Hopefully, we will find ways to combat pollution and climate change and approach other complex social issues. Across social media and the news, we have seen recurring examples of teenagers taking initiative and showing passion and courage to fix prevalent issues, ranging from Time magazine Person of the Year Greta Thunberg — a teenage climate change activist who has gained international attention — to the growing number of teens taking part in the Hong Kong protests.
We seem to have moved from pointing fingers about who causes these problems to advocating for change and doing our part. Support for these protests ranges across age groups, creating a unified effort for a better society.

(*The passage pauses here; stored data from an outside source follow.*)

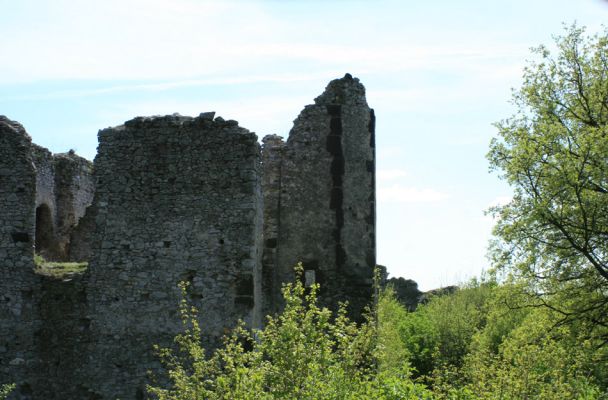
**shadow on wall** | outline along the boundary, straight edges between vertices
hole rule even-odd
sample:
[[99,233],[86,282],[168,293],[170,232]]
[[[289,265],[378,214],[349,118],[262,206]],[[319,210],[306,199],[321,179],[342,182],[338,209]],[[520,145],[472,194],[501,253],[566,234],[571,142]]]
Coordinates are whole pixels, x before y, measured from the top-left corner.
[[56,256],[53,240],[53,217],[51,209],[46,204],[41,204],[36,208],[36,253],[46,259],[53,259]]

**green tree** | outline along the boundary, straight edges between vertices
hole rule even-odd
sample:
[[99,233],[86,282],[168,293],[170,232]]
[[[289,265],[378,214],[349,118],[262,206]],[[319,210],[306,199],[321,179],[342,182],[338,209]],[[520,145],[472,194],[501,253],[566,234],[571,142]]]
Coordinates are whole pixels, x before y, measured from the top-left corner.
[[[301,277],[301,266],[296,272]],[[269,317],[255,338],[238,326],[211,356],[201,346],[197,310],[184,296],[184,331],[175,338],[177,349],[157,349],[166,376],[148,391],[160,400],[430,399],[382,345],[394,337],[390,327],[375,320],[358,326],[345,307],[337,313],[320,307],[317,291],[299,278],[285,285],[281,314]]]
[[493,282],[472,281],[406,314],[399,329],[415,378],[429,381],[462,365],[471,338],[485,324],[493,287]]
[[516,113],[496,124],[488,159],[514,197],[492,210],[494,262],[529,282],[557,324],[584,320],[606,343],[608,31],[573,25],[555,43],[533,50]]
[[[605,350],[598,352],[574,325],[554,327],[560,316],[551,309],[523,310],[513,324],[505,308],[496,308],[501,315],[474,337],[462,371],[469,391],[479,398],[605,399]],[[488,339],[497,329],[505,336],[494,348]]]

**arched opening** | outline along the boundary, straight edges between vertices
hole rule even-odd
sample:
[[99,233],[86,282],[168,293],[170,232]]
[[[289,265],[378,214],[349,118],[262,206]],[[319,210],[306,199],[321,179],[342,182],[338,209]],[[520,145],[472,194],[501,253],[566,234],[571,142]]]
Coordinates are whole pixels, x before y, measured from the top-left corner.
[[36,253],[50,259],[53,256],[53,217],[46,204],[36,208]]

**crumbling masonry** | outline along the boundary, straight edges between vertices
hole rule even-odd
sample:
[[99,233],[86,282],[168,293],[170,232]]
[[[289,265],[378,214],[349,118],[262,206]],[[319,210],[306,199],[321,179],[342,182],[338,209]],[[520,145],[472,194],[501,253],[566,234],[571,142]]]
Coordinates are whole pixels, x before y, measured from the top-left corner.
[[[181,329],[178,283],[205,345],[281,309],[304,265],[321,302],[360,316],[375,266],[374,113],[346,75],[262,139],[213,113],[99,132],[94,165],[52,155],[0,117],[0,383],[16,399],[143,399],[155,344]],[[85,213],[86,209],[86,213]],[[84,274],[38,274],[47,259]]]

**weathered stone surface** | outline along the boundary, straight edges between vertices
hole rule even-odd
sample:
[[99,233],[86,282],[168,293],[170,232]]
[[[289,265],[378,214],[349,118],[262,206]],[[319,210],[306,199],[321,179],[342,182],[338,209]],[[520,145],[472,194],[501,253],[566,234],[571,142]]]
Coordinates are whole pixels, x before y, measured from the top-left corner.
[[70,235],[93,200],[93,165],[73,152],[52,154],[33,144],[36,168],[36,253],[66,261]]
[[33,301],[36,169],[32,142],[17,122],[0,116],[0,381],[25,383],[38,362],[35,332],[40,329]]
[[[213,112],[137,117],[99,132],[92,167],[0,117],[0,382],[14,398],[144,398],[153,345],[182,329],[180,281],[208,348],[237,319],[279,311],[298,261],[323,305],[359,316],[375,264],[365,89],[330,82],[286,142],[262,142]],[[37,275],[35,244],[89,269]]]
[[348,300],[355,317],[368,304],[376,263],[374,129],[365,88],[347,74],[304,108],[284,145],[265,139],[264,260],[274,264],[265,271],[268,311],[278,309],[280,284],[300,261],[321,284],[323,304]]
[[85,370],[102,398],[136,398],[153,345],[182,329],[189,282],[206,345],[243,318],[259,326],[260,153],[244,128],[207,117],[136,118],[99,132]]
[[411,279],[390,278],[386,281],[386,285],[393,288],[397,300],[409,311],[416,309],[424,295],[418,290],[418,284]]
[[95,193],[93,163],[70,151],[53,155],[55,169],[55,205],[57,231],[55,233],[60,259],[82,261],[88,257],[72,257],[72,233],[91,205]]

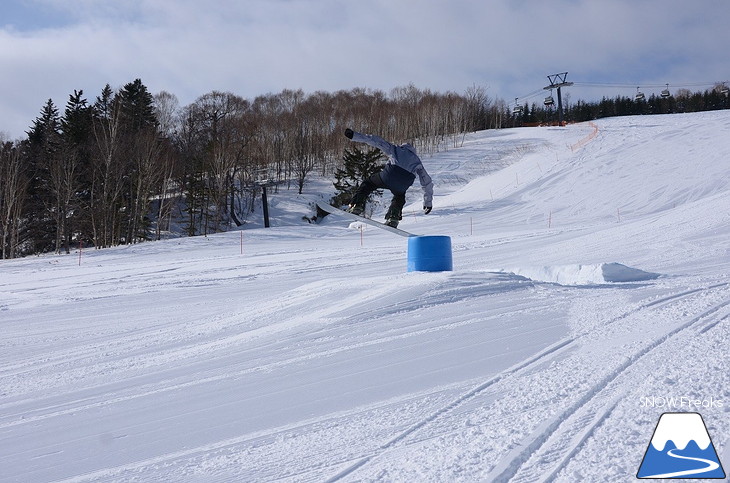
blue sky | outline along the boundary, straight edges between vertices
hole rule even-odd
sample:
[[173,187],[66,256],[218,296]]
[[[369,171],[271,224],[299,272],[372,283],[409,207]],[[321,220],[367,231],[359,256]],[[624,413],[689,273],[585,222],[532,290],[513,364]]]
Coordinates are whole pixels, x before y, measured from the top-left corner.
[[409,83],[540,102],[564,71],[570,100],[701,90],[730,80],[728,25],[726,0],[4,0],[0,131],[136,78],[182,105]]
[[2,5],[0,26],[4,30],[32,32],[37,29],[63,27],[69,16],[47,2],[6,0]]

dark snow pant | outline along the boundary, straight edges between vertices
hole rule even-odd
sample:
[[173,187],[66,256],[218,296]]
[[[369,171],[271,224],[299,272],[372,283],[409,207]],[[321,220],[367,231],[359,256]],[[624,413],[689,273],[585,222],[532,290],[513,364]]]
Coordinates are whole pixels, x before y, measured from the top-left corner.
[[368,196],[376,189],[388,189],[393,199],[385,214],[386,220],[403,219],[403,206],[406,204],[406,191],[411,187],[416,176],[394,164],[386,164],[380,172],[373,174],[362,182],[351,204],[365,206]]

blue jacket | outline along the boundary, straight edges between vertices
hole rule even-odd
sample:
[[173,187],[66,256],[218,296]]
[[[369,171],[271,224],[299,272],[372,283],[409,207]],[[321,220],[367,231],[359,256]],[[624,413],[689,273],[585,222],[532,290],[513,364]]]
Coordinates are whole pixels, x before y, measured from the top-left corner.
[[[361,134],[353,132],[352,140],[357,143],[365,143],[374,148],[380,149],[383,154],[388,157],[388,164],[404,169],[412,175],[418,176],[423,189],[423,206],[433,206],[433,181],[423,167],[421,158],[416,154],[416,150],[410,144],[401,144],[399,146],[389,143],[385,139],[374,136],[372,134]],[[387,168],[387,166],[386,166]],[[387,170],[386,170],[387,171]],[[411,181],[412,183],[413,181]],[[410,186],[410,184],[408,185]],[[405,191],[405,190],[403,190]]]

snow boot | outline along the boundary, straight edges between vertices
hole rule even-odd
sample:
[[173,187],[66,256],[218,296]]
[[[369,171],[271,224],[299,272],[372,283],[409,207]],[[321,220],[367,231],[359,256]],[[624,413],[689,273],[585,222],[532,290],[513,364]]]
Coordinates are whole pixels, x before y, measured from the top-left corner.
[[398,228],[398,221],[396,218],[388,218],[385,220],[385,224],[393,228]]

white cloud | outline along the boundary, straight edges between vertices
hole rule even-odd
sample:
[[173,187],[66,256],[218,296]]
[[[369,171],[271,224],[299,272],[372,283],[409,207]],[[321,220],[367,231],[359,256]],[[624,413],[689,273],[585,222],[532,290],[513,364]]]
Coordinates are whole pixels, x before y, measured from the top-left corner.
[[116,88],[138,77],[183,104],[214,89],[252,98],[283,88],[388,91],[410,82],[458,92],[487,85],[490,95],[512,100],[562,71],[582,82],[730,77],[724,0],[702,2],[702,9],[683,0],[35,4],[46,18],[55,8],[64,21],[0,30],[0,65],[10,73],[0,78],[8,93],[0,99],[0,130],[14,136],[49,97],[62,107],[74,89],[91,100],[106,83]]

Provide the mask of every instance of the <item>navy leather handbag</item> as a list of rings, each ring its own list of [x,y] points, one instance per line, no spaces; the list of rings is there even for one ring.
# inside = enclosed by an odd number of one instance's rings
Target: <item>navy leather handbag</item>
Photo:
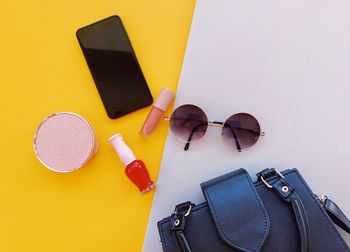
[[[201,184],[206,202],[185,202],[160,222],[166,252],[350,252],[334,223],[350,222],[313,194],[296,169],[268,168],[253,183],[244,169]]]

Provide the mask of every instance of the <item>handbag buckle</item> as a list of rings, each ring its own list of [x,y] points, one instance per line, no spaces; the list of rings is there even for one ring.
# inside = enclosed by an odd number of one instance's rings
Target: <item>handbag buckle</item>
[[[187,217],[191,213],[192,205],[193,204],[190,201],[177,205],[175,207],[174,214],[182,214],[183,212],[185,212],[184,216]]]
[[[280,178],[282,178],[282,179],[284,179],[284,176],[282,175],[282,173],[280,173],[279,171],[277,171],[276,169],[273,169],[273,172],[275,173],[275,175],[277,175],[278,177],[280,177]],[[264,176],[263,175],[261,175],[260,177],[259,177],[259,179],[268,187],[268,188],[270,188],[270,189],[272,189],[273,188],[273,186],[272,185],[270,185],[269,183],[267,183],[267,181],[265,180],[265,178],[264,178]]]
[[[322,195],[322,196],[318,196],[318,200],[320,201],[320,203],[323,205],[324,202],[328,199],[328,197],[326,195]]]
[[[174,213],[171,215],[171,228],[172,231],[183,231],[186,225],[186,218],[190,215],[192,207],[190,201],[181,203],[175,207]]]

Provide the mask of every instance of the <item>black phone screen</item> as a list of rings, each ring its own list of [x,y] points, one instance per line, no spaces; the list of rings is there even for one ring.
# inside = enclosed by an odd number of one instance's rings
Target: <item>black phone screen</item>
[[[80,28],[77,37],[110,118],[118,118],[153,102],[118,16]]]

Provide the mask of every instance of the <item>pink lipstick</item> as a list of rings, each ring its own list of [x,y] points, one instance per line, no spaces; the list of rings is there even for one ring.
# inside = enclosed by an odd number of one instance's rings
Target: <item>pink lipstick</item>
[[[167,88],[163,88],[156,102],[153,104],[145,123],[143,124],[140,135],[150,136],[157,127],[159,120],[162,118],[164,112],[169,107],[174,93]]]

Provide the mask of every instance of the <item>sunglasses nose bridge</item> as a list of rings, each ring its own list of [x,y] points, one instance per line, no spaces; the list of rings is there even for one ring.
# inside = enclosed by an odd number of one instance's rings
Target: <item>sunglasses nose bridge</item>
[[[224,123],[223,122],[208,122],[208,126],[216,126],[216,127],[220,127],[220,128],[223,128],[224,127]]]

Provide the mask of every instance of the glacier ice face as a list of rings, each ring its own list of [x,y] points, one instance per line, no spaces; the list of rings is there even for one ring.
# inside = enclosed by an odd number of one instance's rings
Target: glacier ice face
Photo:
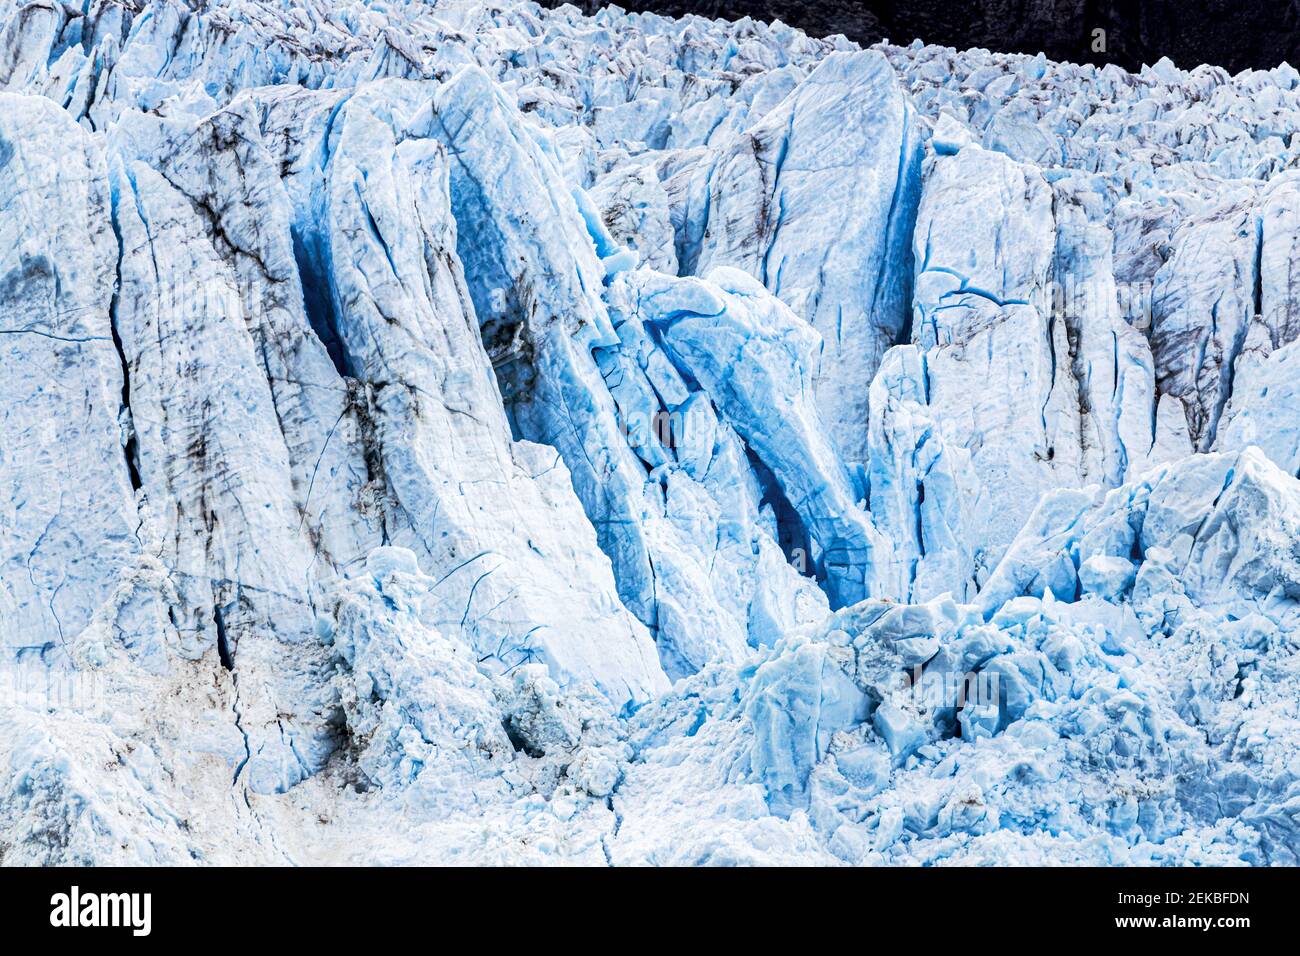
[[[818,405],[850,461],[866,459],[871,378],[908,322],[919,126],[883,56],[837,52],[699,161],[702,232],[683,265],[744,269],[821,333]]]
[[[1300,857],[1300,75],[0,8],[0,856]]]

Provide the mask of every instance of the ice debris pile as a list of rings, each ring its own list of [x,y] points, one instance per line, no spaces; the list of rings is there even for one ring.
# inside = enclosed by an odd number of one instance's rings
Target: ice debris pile
[[[1300,74],[6,0],[6,863],[1300,862]]]

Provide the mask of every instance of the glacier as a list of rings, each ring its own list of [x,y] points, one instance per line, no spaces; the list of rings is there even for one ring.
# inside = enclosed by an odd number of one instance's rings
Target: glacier
[[[4,0],[0,861],[1300,863],[1300,73]]]

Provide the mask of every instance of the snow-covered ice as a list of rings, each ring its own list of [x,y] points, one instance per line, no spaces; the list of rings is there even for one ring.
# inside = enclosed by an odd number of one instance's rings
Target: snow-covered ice
[[[4,0],[0,860],[1300,863],[1300,74]]]

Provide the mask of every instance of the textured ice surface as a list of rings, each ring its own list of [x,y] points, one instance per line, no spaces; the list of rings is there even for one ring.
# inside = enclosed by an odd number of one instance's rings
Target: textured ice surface
[[[0,859],[1300,862],[1300,74],[0,8]]]

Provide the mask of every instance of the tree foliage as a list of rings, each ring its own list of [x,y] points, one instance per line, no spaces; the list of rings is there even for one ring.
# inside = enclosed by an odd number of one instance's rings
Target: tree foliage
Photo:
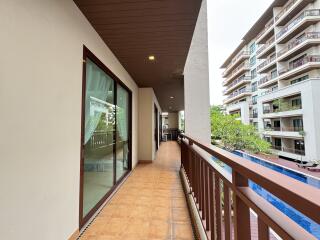
[[[212,140],[219,140],[228,150],[268,153],[270,144],[261,139],[252,125],[245,125],[237,115],[226,115],[218,106],[211,107]]]

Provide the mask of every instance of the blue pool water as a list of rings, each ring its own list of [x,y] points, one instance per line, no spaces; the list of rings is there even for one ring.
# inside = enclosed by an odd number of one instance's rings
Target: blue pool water
[[[303,183],[309,184],[313,187],[319,188],[320,189],[320,180],[303,175],[301,173],[295,172],[295,171],[291,171],[289,169],[285,169],[281,166],[277,166],[274,165],[272,163],[266,162],[260,158],[256,158],[253,156],[250,156],[246,153],[242,153],[239,151],[235,151],[233,152],[234,154],[243,157],[247,160],[250,160],[252,162],[258,163],[260,165],[263,165],[267,168],[270,168],[274,171],[280,172],[284,175],[287,175],[289,177],[292,177],[298,181],[301,181]],[[219,160],[216,158],[213,158],[214,161],[218,162]],[[232,169],[226,165],[223,164],[223,168],[228,172],[231,173]],[[285,203],[284,201],[282,201],[281,199],[277,198],[276,196],[274,196],[273,194],[271,194],[270,192],[268,192],[267,190],[263,189],[261,186],[259,186],[258,184],[249,181],[249,186],[257,193],[259,194],[261,197],[263,197],[264,199],[266,199],[269,203],[271,203],[273,206],[275,206],[277,209],[279,209],[281,212],[283,212],[285,215],[287,215],[289,218],[291,218],[293,221],[295,221],[296,223],[298,223],[301,227],[303,227],[305,230],[307,230],[309,233],[311,233],[312,235],[314,235],[317,239],[320,239],[320,225],[316,222],[314,222],[313,220],[311,220],[310,218],[308,218],[307,216],[305,216],[304,214],[300,213],[299,211],[297,211],[296,209],[294,209],[293,207],[291,207],[290,205],[288,205],[287,203]]]

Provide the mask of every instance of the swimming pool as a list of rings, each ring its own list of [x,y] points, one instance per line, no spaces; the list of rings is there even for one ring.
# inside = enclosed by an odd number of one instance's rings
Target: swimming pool
[[[302,173],[291,171],[289,169],[272,164],[270,162],[266,162],[263,159],[253,157],[251,155],[248,155],[248,154],[240,152],[240,151],[235,151],[235,152],[233,152],[233,154],[238,155],[240,157],[243,157],[244,159],[250,160],[250,161],[255,162],[257,164],[263,165],[263,166],[270,168],[274,171],[277,171],[277,172],[282,173],[286,176],[289,176],[289,177],[294,178],[298,181],[301,181],[303,183],[309,184],[313,187],[320,189],[320,180],[318,180],[316,178],[312,178],[312,177],[306,176]],[[220,162],[218,159],[216,159],[214,157],[213,157],[213,160],[215,162]],[[219,165],[221,166],[221,164],[219,164]],[[226,170],[227,173],[231,174],[232,169],[228,165],[223,164],[222,166]],[[299,224],[301,227],[303,227],[309,233],[314,235],[317,239],[320,239],[320,225],[318,223],[311,220],[310,218],[308,218],[307,216],[305,216],[301,212],[297,211],[296,209],[294,209],[293,207],[291,207],[290,205],[288,205],[287,203],[285,203],[281,199],[277,198],[276,196],[274,196],[273,194],[271,194],[270,192],[268,192],[267,190],[265,190],[264,188],[259,186],[258,184],[254,183],[252,181],[249,181],[249,186],[257,194],[259,194],[261,197],[266,199],[274,207],[279,209],[282,213],[287,215],[289,218],[291,218],[293,221],[295,221],[297,224]]]

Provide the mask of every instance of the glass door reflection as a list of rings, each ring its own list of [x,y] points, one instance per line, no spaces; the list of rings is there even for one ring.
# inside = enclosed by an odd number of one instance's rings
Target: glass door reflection
[[[129,93],[117,84],[116,179],[129,170]]]
[[[114,81],[87,59],[82,217],[114,185],[114,131]]]

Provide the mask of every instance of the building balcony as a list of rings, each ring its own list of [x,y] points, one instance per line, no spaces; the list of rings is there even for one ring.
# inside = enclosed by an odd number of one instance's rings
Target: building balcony
[[[279,80],[287,80],[319,67],[320,67],[320,56],[309,55],[293,63],[288,68],[280,69],[278,71]]]
[[[236,91],[230,94],[225,100],[223,100],[224,104],[229,104],[237,99],[250,96],[251,95],[251,90],[250,89],[242,89],[241,91]]]
[[[195,216],[202,229],[199,239],[315,239],[268,202],[269,194],[258,195],[252,183],[276,196],[277,204],[283,201],[319,221],[319,190],[315,187],[185,135],[181,161],[188,202],[198,213]]]
[[[279,117],[291,117],[291,116],[301,116],[302,106],[280,108],[277,110],[273,109],[263,109],[262,118],[279,118]]]
[[[302,9],[304,9],[309,3],[314,0],[291,0],[275,17],[276,26],[286,25],[293,16],[297,15]]]
[[[299,156],[305,156],[306,154],[305,150],[287,148],[282,146],[272,146],[272,149],[274,154],[297,160],[300,160]]]
[[[304,37],[290,41],[284,49],[277,53],[278,61],[287,61],[312,46],[320,44],[320,32],[307,32]]]
[[[264,27],[264,29],[258,34],[257,36],[257,44],[266,43],[269,38],[274,35],[274,29],[273,29],[273,19],[271,19]]]
[[[238,53],[230,62],[230,64],[228,65],[228,67],[226,68],[226,70],[222,73],[223,77],[227,77],[228,74],[235,69],[242,61],[246,60],[250,58],[250,53],[249,51],[241,51],[240,53]]]
[[[241,63],[241,65],[239,65],[236,69],[234,69],[232,73],[229,75],[229,77],[222,82],[223,86],[227,86],[232,80],[236,79],[241,74],[249,70],[250,70],[250,65],[248,62]]]
[[[278,82],[278,75],[264,76],[258,82],[258,88],[264,89]]]
[[[298,17],[291,21],[287,26],[276,34],[276,42],[284,44],[299,32],[306,29],[308,26],[317,23],[320,20],[320,10],[311,9],[303,11]]]
[[[257,72],[262,74],[262,73],[267,73],[271,69],[275,68],[277,66],[276,62],[276,57],[269,58],[265,61],[263,61],[258,67],[257,67]]]
[[[243,86],[244,84],[248,84],[250,82],[251,82],[251,76],[240,77],[237,80],[234,80],[231,84],[229,84],[227,86],[227,88],[223,91],[223,94],[227,95],[230,92],[232,92],[233,90],[235,90],[236,88],[239,88],[239,87]]]
[[[303,127],[265,127],[263,134],[274,137],[285,137],[285,138],[303,138],[301,132]]]
[[[269,39],[259,50],[257,51],[257,58],[264,59],[269,56],[276,49],[275,38]]]

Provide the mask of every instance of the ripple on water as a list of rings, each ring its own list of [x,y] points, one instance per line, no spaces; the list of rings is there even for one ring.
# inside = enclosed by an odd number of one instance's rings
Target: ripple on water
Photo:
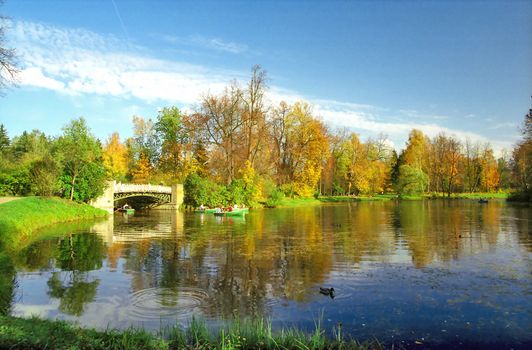
[[[147,288],[131,295],[128,315],[139,321],[172,317],[187,319],[199,313],[208,294],[199,288]]]

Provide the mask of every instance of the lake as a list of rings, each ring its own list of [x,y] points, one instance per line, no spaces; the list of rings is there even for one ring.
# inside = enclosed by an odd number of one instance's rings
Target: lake
[[[531,214],[495,200],[324,204],[243,218],[115,214],[52,228],[66,235],[24,248],[11,313],[150,330],[193,316],[212,327],[264,317],[277,329],[319,321],[330,335],[340,326],[385,344],[524,348]]]

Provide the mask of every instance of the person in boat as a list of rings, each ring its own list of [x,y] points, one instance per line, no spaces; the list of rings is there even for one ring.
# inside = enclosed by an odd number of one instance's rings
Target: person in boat
[[[221,213],[221,212],[222,212],[222,209],[220,209],[220,207],[218,207],[218,208],[216,208],[214,211],[215,211],[216,213]]]
[[[205,206],[204,206],[203,204],[201,204],[201,205],[199,206],[199,210],[205,210]]]
[[[227,208],[227,211],[233,211],[233,207],[232,207],[232,206],[229,206],[229,207]]]
[[[238,209],[238,204],[235,203],[235,205],[233,206],[233,209]]]
[[[127,204],[127,203],[124,204],[124,206],[122,207],[122,209],[124,209],[124,210],[130,209],[130,208],[131,208],[131,207],[130,207],[129,204]]]

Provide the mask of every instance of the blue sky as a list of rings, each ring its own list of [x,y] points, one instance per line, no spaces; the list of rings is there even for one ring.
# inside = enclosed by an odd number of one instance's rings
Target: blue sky
[[[305,100],[362,138],[410,129],[490,142],[519,138],[531,106],[530,1],[7,0],[22,67],[0,99],[10,136],[58,135],[85,117],[105,139],[131,117],[191,110],[261,64],[269,99]]]

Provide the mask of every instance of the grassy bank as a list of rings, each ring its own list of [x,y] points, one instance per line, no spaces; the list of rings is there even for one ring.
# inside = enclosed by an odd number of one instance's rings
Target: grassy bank
[[[37,229],[51,224],[107,216],[87,204],[59,198],[27,197],[0,204],[0,241],[16,247],[31,240]]]
[[[371,202],[371,201],[390,201],[390,200],[406,200],[418,201],[423,199],[472,199],[478,200],[480,198],[488,199],[506,199],[510,196],[508,192],[493,192],[493,193],[452,193],[450,197],[441,192],[425,193],[423,195],[402,195],[399,196],[394,193],[377,194],[374,196],[320,196],[316,198],[284,198],[277,208],[301,207],[308,205],[317,205],[320,203],[345,203],[345,202]]]
[[[318,205],[321,202],[316,198],[283,198],[277,208],[304,207]]]
[[[447,197],[446,193],[429,193],[425,194],[423,197],[430,199],[438,198],[451,198],[451,199],[480,199],[480,198],[489,198],[489,199],[506,199],[510,196],[509,192],[476,192],[476,193],[451,193],[450,197]]]
[[[389,201],[393,199],[397,199],[396,194],[377,194],[374,196],[320,196],[318,198],[320,202],[325,203]]]
[[[328,339],[319,324],[311,334],[296,329],[273,332],[264,321],[233,322],[212,331],[198,321],[158,334],[79,328],[64,321],[0,316],[0,348],[17,349],[382,349],[376,342],[344,340],[341,331]]]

And while teenagers taking on prevalent issues certainly isn’t new, this is the first time I have been able to experience and partake in it.
Will there be setbacks and obstacles? Yes. I’ve read articles on how we only have about a decade to act on climate change before environmental conditions are further worsened. Can we fix that in 10 years? I don’t know. Faced with a problem like that, a decade suddenly seems like a short period of time.
We still have a long way to go regarding gun control, particularly in light of what seems to be continual reports of school shootings. And I wonder in the next 10 years if the world will fully adapt to the internet and a world of robots, perhaps leaving books and humans beings behind.
But I’ve seen a lot of initiatives, including by youth and teens, to create a better world in the past decade, and I want to believe that in the coming decade, that energy will carry through, ensuring the future is in good hands. In fact, I have to believe that.